The Great Blues Vocals & Guitar was a 1962 Capitol LP drawn from Walker’s work for the Black & White label during 1946-47. Soul Jam augment it here with 16 tracks, mostly from the 50s, when Walker had moved to Imperial. The other Soul Jam CD reinstates two early 60s LPs of Imperial material from the previous decade and adds a few bonus tracks from the same period.
This background detail is necessary, because it needs to be stressed that Walker’s work for Black & White and Imperial was epoch-making – a new way of delivering the blues. Cool, worldly, Walker cut a figure quite unlike his contemporary Muddy Waters. Even after years in Chicago, Muddy still spoke in a countryman’s voice and echoed the thoughts and feelings of an audience he had largely carried with him from Mississippi. T-Bone, on the other hand, was a wholly urbanised man, in vocabulary and intonation, in the way he handled his guitar and the way he presented himself. He was a skilful exponent not only of blues numbers such as Call It Stormy Monday or T-Bone Shuffle but of pop songs and sleek ballads including I’m Still In Love With You, where he proves himself every bit as versatile as his west coast contemporaries Charles Brown and Cecil Gant.
It’s music of great importance in the story of the blues.
But if you’re listening with an ear less for his voice than for his guitar, these CDs are a procession of exquisite moments, from the chordal intros to West Side Baby, Wise Man Blues or Alimony Blues to the two choruses in News For My Baby, which are a concise demonstration of the fluency and invention Walker brought to blues guitar playing. Or listen to the opening instrumental choruses of Life Is Too Short and High Society: BB King starts here.

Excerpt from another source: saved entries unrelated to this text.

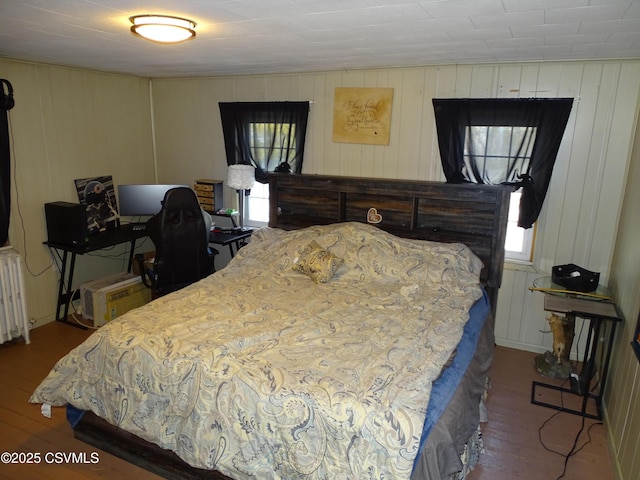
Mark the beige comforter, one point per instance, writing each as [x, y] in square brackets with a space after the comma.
[258, 372]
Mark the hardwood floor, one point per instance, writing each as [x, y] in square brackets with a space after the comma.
[511, 436]
[513, 450]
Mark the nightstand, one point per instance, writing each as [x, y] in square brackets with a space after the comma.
[601, 315]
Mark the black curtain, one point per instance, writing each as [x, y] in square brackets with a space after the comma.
[549, 118]
[237, 120]
[6, 104]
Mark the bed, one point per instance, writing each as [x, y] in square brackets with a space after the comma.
[349, 339]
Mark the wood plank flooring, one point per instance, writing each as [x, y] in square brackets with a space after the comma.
[513, 450]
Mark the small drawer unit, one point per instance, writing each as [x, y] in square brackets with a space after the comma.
[209, 194]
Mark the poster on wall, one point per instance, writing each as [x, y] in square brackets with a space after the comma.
[636, 341]
[362, 115]
[98, 194]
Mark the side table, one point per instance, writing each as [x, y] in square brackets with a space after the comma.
[602, 315]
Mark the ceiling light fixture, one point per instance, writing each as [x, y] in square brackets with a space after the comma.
[163, 28]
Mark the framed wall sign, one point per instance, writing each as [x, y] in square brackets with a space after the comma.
[362, 115]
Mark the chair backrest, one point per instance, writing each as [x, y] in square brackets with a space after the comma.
[179, 234]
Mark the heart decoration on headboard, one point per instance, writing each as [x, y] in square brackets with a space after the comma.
[373, 216]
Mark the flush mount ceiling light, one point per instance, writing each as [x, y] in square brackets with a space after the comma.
[163, 28]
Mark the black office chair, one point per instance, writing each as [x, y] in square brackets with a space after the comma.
[181, 239]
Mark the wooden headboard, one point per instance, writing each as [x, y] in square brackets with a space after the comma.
[475, 215]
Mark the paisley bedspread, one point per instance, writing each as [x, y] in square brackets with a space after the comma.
[259, 372]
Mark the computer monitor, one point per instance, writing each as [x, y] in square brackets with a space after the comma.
[141, 200]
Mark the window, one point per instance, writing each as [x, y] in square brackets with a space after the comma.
[518, 245]
[504, 141]
[492, 149]
[268, 135]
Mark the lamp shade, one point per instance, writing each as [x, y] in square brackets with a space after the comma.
[241, 177]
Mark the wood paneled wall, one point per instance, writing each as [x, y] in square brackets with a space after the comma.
[579, 221]
[67, 124]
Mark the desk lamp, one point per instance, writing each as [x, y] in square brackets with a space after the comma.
[242, 178]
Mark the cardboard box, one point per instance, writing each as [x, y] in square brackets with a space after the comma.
[116, 300]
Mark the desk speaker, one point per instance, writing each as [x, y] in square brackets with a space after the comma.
[66, 223]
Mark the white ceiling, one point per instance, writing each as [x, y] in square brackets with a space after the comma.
[277, 36]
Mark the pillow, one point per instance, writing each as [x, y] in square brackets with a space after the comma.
[318, 263]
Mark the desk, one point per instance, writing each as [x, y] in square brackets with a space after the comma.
[219, 237]
[597, 313]
[122, 234]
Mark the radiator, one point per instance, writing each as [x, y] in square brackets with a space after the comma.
[14, 322]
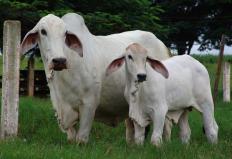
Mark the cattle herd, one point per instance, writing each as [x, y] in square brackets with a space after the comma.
[126, 76]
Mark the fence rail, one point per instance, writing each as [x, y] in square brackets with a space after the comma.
[40, 83]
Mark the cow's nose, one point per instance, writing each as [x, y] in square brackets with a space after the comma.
[59, 64]
[141, 77]
[59, 61]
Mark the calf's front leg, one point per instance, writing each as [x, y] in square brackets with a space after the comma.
[139, 134]
[87, 112]
[158, 125]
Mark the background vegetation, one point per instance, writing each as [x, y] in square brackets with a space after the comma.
[40, 137]
[178, 23]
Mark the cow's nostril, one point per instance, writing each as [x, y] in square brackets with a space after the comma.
[141, 77]
[59, 60]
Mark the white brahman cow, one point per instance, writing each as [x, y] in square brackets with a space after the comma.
[176, 84]
[75, 62]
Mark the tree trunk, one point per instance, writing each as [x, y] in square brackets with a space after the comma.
[190, 45]
[10, 81]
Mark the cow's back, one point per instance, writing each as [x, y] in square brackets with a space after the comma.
[113, 106]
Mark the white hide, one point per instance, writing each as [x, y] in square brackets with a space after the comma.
[188, 85]
[180, 83]
[77, 91]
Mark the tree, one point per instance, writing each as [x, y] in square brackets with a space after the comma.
[201, 21]
[102, 16]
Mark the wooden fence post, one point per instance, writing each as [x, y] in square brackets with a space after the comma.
[226, 82]
[10, 81]
[30, 78]
[219, 66]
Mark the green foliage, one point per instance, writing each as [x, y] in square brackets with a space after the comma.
[202, 21]
[40, 137]
[102, 16]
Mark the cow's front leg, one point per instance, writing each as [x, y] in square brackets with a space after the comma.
[139, 133]
[87, 112]
[167, 129]
[158, 125]
[71, 134]
[67, 119]
[129, 131]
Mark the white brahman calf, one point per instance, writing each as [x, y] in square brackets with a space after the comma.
[75, 62]
[176, 84]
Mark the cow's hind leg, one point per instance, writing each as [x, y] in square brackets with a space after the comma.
[210, 125]
[129, 131]
[185, 131]
[139, 134]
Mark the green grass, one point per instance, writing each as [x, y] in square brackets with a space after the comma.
[39, 135]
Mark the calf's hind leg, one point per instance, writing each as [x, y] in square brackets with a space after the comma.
[210, 125]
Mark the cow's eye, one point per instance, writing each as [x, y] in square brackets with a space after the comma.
[43, 32]
[130, 57]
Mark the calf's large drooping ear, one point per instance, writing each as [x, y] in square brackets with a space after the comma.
[115, 65]
[158, 66]
[74, 43]
[29, 41]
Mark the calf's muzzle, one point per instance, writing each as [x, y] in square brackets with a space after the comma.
[141, 77]
[59, 64]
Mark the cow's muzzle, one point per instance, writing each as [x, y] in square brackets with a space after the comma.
[141, 77]
[59, 64]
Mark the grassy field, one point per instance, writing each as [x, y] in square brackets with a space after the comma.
[40, 137]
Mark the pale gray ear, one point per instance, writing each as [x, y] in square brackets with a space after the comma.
[30, 40]
[158, 66]
[115, 65]
[74, 43]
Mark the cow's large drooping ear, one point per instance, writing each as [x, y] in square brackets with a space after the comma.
[29, 41]
[74, 43]
[115, 65]
[158, 66]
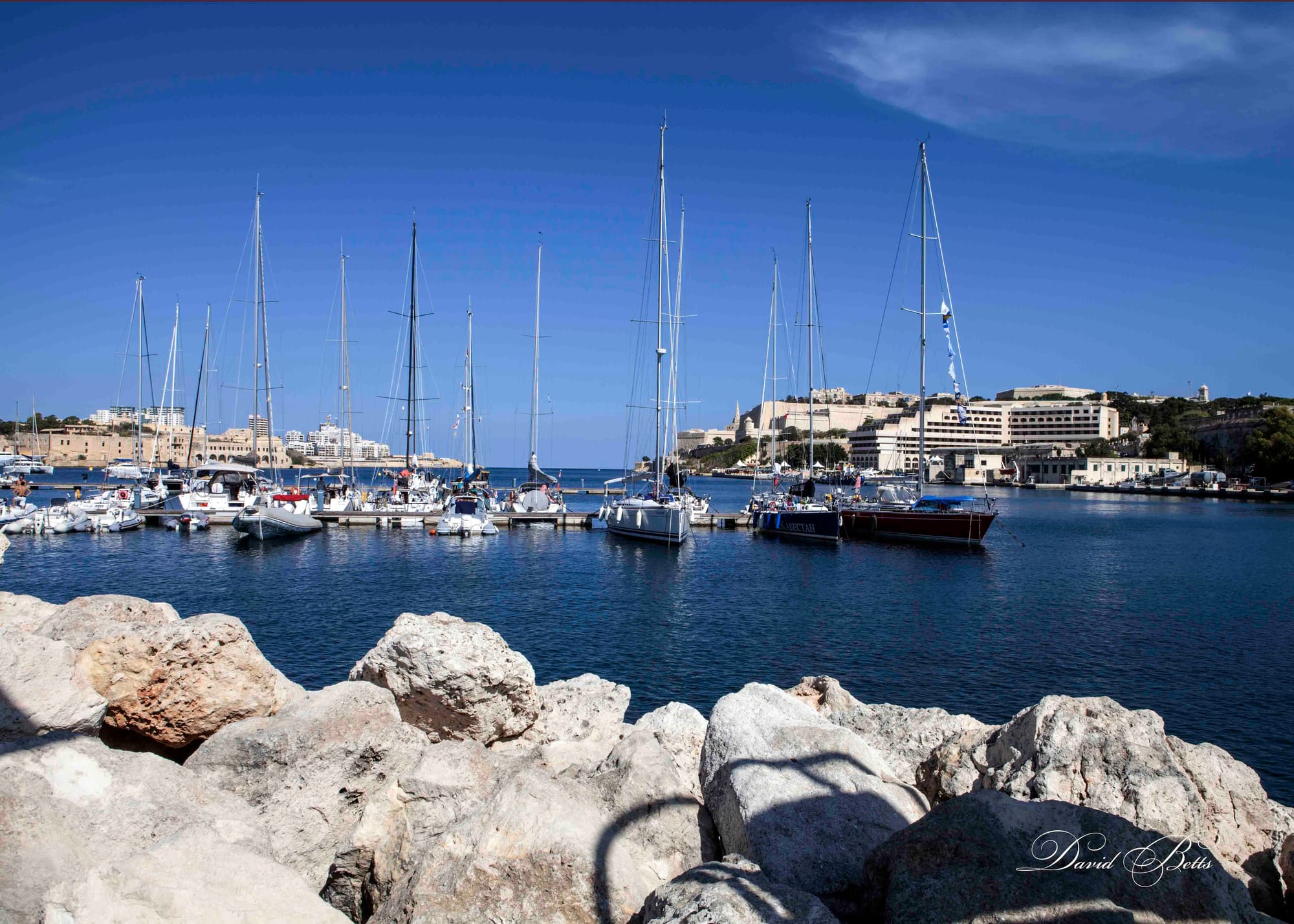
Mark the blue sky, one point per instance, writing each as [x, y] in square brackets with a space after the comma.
[1113, 188]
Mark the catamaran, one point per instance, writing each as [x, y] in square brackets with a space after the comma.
[657, 513]
[906, 513]
[539, 494]
[798, 513]
[468, 512]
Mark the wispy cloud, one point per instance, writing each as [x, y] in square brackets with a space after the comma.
[1179, 81]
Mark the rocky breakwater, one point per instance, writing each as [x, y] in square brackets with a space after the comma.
[442, 785]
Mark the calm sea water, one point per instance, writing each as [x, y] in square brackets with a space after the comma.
[1181, 606]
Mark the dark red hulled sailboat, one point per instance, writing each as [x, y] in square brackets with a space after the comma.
[906, 514]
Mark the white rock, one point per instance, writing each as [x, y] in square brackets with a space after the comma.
[86, 619]
[681, 731]
[804, 799]
[42, 690]
[452, 679]
[191, 878]
[23, 611]
[905, 736]
[181, 683]
[311, 769]
[69, 804]
[732, 891]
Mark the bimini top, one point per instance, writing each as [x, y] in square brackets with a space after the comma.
[221, 468]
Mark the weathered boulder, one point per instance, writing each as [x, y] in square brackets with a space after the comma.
[69, 804]
[732, 891]
[311, 769]
[1097, 754]
[181, 683]
[23, 611]
[804, 799]
[42, 690]
[970, 860]
[905, 736]
[681, 731]
[86, 619]
[478, 835]
[580, 721]
[452, 679]
[191, 878]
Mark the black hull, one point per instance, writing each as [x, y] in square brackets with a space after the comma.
[812, 525]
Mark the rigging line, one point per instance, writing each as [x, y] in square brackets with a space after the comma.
[903, 237]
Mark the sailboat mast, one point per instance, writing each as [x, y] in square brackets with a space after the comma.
[203, 369]
[413, 346]
[661, 294]
[349, 437]
[809, 221]
[535, 384]
[921, 461]
[265, 344]
[256, 327]
[139, 397]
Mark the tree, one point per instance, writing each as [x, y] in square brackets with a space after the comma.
[1271, 447]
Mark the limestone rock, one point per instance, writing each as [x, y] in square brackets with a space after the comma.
[1097, 754]
[42, 690]
[311, 769]
[732, 892]
[905, 736]
[69, 804]
[23, 611]
[191, 878]
[681, 731]
[800, 797]
[965, 863]
[580, 720]
[452, 679]
[86, 619]
[181, 683]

So these are thoroughly worthwhile releases, yet it’s hard to recommend them without reservations. If you’re curious enough about T-Bone Walker to contemplate buying 50-odd tracks by him, you’d do better to acquire a boxed set with twice as many, which is likely to work out cheaper. Soul Jam promote their CDs as digital facsimiles of out-of-print albums, using phrases like “long unavailable on any format”, but “long unavailable” applies only to particular track selections made 50 years ago by an Imperial or Capitol Records staffer; virtually all the material on these two CDs has been available for decades, and can be found in (for example) recent boxed sets on Acrobat and Real Gone.
But if you prefer the Soul Jam concept, note that three cuts – Alimony Blues, News For My Baby and No Reason – appear on both these CDs, and a further six were on a 2014 set on Soul Jam’s sibling label, Hoodoo. Also, large parts of the sleevenotes appear in both booklets. All that said, this is a reasonably priced way of obtaining an excellent cross-section of Walker’s output in his most creative and influential period. It’s music of great importance in the story of the blues, but, unlike some historically significant recordings, it’s also constantly informative and unfailingly entertaining.